7. Multi-talented. Unpaid. Miracle-workers

Being pregnant is hard enough. You need to buy new clothes, everyone treats you nicely and your husband must get you that extra tub of ice cream because “The baby wants ice cream”.

For all the ladies out there, you will be entitled to maternity leave regardless of whether or not you fall under the Employment Act.

Every woman is entitled to 60 consecutive days of paid maternity leave for her first 5 children. A maternity leave cannot commence earlier than 30 days of her confinement or later than the day after immediately after her confinement.

Employers must also pay maternity allowance to an employee if she:

  • Has been employed for a total of at least 90 days, 9 months before her confinement.
  • Was employed 4 months immediately before her confinement.

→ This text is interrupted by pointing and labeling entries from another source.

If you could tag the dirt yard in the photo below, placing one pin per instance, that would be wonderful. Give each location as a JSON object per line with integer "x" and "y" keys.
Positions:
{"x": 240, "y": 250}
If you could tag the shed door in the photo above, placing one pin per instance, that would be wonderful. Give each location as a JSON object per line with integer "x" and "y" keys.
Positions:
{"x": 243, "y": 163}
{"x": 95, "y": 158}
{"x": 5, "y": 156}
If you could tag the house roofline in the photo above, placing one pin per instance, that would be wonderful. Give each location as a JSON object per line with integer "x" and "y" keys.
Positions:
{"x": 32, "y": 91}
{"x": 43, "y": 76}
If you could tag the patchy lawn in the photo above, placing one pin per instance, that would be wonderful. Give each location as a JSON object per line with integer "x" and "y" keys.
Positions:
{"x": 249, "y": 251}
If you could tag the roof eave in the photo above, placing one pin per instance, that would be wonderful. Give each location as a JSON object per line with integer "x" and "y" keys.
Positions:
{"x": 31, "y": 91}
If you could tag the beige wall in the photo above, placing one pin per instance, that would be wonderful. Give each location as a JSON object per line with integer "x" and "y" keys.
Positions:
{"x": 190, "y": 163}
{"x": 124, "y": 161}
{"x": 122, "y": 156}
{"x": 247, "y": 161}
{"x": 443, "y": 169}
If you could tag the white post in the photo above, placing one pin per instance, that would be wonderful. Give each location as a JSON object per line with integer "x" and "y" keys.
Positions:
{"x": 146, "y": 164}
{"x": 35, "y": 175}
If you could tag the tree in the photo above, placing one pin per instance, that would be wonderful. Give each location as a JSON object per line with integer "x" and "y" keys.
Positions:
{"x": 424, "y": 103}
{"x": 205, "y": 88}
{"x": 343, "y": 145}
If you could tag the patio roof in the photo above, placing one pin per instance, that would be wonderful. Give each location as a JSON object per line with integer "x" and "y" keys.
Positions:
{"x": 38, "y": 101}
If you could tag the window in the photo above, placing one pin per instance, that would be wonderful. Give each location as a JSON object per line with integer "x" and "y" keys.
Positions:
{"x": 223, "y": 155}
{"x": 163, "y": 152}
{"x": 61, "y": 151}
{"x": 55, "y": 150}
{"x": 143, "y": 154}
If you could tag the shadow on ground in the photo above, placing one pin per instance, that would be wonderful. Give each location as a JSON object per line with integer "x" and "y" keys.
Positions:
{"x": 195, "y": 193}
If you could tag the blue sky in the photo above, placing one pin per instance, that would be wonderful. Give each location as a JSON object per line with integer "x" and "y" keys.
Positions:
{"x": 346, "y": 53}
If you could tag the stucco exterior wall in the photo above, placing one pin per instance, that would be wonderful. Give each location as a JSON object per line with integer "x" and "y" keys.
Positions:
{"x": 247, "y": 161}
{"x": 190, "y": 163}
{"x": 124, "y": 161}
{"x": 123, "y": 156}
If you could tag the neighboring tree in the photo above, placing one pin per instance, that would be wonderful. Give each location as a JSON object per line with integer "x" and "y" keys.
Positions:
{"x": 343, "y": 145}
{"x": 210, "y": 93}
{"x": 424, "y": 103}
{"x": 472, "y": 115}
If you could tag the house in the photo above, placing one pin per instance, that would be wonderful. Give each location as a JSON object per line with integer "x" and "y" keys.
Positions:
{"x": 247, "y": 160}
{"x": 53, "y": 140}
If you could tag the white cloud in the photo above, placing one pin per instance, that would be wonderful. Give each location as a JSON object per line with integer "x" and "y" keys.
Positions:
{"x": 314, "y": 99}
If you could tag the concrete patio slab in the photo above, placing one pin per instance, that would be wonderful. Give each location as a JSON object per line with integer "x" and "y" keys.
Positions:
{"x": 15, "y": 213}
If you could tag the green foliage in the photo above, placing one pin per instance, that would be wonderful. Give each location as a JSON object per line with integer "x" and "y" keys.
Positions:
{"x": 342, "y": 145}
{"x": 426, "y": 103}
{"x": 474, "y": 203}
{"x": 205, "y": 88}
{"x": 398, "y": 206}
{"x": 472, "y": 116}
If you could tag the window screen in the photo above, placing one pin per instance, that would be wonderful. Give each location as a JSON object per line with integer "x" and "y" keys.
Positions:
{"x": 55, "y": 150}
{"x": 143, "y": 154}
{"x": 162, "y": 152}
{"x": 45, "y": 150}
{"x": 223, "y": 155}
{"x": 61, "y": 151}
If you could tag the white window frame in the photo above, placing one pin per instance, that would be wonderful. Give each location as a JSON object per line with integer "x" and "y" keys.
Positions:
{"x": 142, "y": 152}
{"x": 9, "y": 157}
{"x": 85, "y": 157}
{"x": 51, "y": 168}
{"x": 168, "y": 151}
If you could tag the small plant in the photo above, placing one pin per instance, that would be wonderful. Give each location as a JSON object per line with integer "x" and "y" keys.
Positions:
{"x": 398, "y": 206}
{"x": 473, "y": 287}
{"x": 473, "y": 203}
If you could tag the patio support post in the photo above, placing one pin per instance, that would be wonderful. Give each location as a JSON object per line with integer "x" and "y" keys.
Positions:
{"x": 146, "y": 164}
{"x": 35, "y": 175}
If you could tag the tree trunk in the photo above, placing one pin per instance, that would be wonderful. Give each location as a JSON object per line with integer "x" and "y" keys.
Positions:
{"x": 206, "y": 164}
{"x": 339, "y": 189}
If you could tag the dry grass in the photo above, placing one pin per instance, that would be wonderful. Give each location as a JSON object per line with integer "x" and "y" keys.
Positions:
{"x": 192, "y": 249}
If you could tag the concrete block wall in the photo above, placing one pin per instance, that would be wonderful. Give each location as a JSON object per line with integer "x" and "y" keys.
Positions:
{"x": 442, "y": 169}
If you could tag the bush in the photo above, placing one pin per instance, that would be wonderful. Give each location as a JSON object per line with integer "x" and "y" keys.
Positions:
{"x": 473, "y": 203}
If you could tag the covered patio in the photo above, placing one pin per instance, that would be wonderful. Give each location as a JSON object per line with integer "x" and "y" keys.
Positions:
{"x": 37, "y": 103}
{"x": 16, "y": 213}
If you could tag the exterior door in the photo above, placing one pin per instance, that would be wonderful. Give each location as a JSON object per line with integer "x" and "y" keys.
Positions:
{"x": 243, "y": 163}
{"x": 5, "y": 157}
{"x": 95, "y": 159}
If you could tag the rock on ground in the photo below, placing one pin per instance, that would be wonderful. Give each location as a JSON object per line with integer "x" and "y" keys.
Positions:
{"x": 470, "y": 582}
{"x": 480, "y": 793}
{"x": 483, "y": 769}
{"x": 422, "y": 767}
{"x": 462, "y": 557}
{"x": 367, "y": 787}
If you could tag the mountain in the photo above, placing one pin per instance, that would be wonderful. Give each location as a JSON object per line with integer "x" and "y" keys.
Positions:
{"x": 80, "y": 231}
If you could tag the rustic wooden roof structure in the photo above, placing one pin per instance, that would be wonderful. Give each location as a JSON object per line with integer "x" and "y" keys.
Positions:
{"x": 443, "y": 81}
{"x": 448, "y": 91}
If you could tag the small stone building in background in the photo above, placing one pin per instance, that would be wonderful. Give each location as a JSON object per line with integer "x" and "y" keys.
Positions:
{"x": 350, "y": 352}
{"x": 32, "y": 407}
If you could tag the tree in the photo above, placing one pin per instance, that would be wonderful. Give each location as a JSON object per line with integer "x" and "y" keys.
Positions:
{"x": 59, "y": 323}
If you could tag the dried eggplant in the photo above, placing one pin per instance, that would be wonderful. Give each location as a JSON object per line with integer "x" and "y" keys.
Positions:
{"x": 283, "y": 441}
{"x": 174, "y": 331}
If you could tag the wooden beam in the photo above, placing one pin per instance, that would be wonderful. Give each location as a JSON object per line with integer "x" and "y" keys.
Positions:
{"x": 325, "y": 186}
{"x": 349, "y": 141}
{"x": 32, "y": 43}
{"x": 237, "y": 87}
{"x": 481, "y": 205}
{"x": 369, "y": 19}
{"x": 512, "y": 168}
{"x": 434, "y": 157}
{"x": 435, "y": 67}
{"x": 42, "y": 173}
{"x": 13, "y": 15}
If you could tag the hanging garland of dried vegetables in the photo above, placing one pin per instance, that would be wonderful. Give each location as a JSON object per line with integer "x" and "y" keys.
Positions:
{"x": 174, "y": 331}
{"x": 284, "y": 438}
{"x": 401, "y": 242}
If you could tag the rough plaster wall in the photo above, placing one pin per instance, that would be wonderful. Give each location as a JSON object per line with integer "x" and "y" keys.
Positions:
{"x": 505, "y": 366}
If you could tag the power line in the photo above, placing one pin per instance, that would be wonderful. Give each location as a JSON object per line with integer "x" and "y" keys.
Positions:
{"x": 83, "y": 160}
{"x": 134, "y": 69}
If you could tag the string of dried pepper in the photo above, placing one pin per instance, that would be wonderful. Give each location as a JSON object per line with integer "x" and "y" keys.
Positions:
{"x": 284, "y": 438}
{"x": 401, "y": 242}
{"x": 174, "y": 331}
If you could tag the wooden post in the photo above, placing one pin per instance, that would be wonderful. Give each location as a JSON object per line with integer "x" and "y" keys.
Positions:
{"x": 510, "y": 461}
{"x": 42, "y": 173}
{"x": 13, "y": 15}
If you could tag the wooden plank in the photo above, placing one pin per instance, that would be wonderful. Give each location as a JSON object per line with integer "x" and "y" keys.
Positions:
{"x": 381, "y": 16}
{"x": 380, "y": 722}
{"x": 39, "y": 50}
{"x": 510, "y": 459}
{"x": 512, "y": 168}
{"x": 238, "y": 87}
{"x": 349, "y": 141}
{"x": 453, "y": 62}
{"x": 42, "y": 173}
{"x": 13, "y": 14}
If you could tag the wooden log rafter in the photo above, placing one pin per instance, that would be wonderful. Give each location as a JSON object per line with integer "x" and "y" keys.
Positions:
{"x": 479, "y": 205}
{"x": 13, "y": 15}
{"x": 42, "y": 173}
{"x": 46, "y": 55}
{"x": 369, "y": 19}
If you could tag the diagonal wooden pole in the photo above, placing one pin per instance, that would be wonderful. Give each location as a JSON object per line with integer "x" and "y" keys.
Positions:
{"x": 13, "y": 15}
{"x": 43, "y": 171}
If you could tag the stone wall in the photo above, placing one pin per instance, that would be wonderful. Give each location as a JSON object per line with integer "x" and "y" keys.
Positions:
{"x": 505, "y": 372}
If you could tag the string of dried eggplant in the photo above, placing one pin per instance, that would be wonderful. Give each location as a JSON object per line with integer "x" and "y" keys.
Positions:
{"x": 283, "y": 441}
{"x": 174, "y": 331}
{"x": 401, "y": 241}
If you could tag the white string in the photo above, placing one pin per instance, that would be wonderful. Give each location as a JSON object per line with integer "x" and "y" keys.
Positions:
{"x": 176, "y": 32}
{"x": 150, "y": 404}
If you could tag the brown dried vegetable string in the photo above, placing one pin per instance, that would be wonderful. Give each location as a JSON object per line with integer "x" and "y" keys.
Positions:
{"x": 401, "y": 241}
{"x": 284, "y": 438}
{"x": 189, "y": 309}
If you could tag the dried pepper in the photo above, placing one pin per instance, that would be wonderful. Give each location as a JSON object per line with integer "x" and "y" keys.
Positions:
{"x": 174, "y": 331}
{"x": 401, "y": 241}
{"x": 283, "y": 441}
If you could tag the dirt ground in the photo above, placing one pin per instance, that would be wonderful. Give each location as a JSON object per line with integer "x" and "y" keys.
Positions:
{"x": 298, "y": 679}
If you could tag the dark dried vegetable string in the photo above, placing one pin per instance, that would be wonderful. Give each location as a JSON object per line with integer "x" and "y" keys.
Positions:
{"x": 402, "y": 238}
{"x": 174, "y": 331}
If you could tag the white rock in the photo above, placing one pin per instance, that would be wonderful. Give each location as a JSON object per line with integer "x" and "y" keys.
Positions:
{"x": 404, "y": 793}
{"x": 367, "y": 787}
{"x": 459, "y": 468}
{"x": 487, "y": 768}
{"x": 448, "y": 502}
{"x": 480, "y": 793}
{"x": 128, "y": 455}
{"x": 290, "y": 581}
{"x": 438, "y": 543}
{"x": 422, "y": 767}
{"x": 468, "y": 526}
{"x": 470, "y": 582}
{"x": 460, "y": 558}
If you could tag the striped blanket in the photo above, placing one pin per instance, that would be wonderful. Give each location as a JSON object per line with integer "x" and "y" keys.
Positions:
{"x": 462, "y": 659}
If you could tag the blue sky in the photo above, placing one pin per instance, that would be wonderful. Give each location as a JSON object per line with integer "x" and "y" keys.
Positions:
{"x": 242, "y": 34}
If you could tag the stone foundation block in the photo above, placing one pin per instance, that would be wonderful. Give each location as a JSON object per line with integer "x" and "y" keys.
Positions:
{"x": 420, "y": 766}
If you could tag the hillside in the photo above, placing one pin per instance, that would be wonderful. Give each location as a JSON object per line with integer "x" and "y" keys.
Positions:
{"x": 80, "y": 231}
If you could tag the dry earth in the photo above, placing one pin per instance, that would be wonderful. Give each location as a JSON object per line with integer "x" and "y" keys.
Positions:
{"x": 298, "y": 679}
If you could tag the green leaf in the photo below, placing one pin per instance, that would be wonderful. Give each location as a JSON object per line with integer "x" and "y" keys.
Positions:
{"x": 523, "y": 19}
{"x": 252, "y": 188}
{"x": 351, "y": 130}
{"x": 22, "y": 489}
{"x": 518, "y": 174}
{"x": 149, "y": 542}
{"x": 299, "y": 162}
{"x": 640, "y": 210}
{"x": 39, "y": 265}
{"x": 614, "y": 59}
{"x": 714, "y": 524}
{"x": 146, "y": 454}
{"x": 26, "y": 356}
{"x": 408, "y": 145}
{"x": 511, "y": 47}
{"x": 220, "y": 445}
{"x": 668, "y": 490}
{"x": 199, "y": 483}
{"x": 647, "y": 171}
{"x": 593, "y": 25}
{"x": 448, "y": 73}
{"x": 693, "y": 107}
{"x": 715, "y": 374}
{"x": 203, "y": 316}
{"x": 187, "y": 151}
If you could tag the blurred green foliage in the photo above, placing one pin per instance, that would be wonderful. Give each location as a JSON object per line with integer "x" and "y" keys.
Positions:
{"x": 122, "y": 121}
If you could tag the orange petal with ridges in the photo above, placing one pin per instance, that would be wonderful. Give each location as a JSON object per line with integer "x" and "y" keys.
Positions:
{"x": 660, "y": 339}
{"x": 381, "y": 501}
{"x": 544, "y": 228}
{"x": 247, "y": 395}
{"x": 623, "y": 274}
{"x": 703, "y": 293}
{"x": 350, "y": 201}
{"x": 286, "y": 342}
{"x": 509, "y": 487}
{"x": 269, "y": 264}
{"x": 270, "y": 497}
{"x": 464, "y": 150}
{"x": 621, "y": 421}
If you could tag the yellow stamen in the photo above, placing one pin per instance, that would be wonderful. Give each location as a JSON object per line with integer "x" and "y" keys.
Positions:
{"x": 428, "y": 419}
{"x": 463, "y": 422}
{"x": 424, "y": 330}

This means that employers could actually be required to pay maternity allowance to someone who has resigned before giving birth. Under S40, the employee must however notify her employer of her pregnancy if she knows she is expected to deliver within 4 months from her date of resignation. A failure to notify the employer will cause her to lose her right to maternity allowance.

It is illegal under S42 to dismiss a woman who is on maternity leave or to dismiss a woman within 90 days after her maternity leave if she is medically recognised to be unfit for work as a result of her pregnancy.

Although controversial, it is actually possible for a woman to have her employment terminated due to her pregnancy if it is part of her terms of employment (see Beatrice Fernandez v. Sistem Penerbangan Malaysia & Anor [2005] 3 MLJ 681). This however does not apply to public sector workers ( see Noorfadilla binti Ahmad Saikin v Chayed bin Basirun and Ors  [2012] 1 CLJ 769). The law is still unclear as to whether it counts as an unfair or unjust dismissal under Section 20 of the Industrial Relations Act 1967 (IRA) so it seems our lawmakers have some work cut out for them.

To  all the dads out there, we’re sorry but Malaysia does not recognise paternity leave. 

So what now?

To put it simply, Malaysia’s Employment Act  1955 does not actually protect everyone but there are some things that can done under the Industrial Relations Act 1967. The terms of most employments in Malaysia are actually decided by contract and not law. So, remember to read before you sign that piece of paper!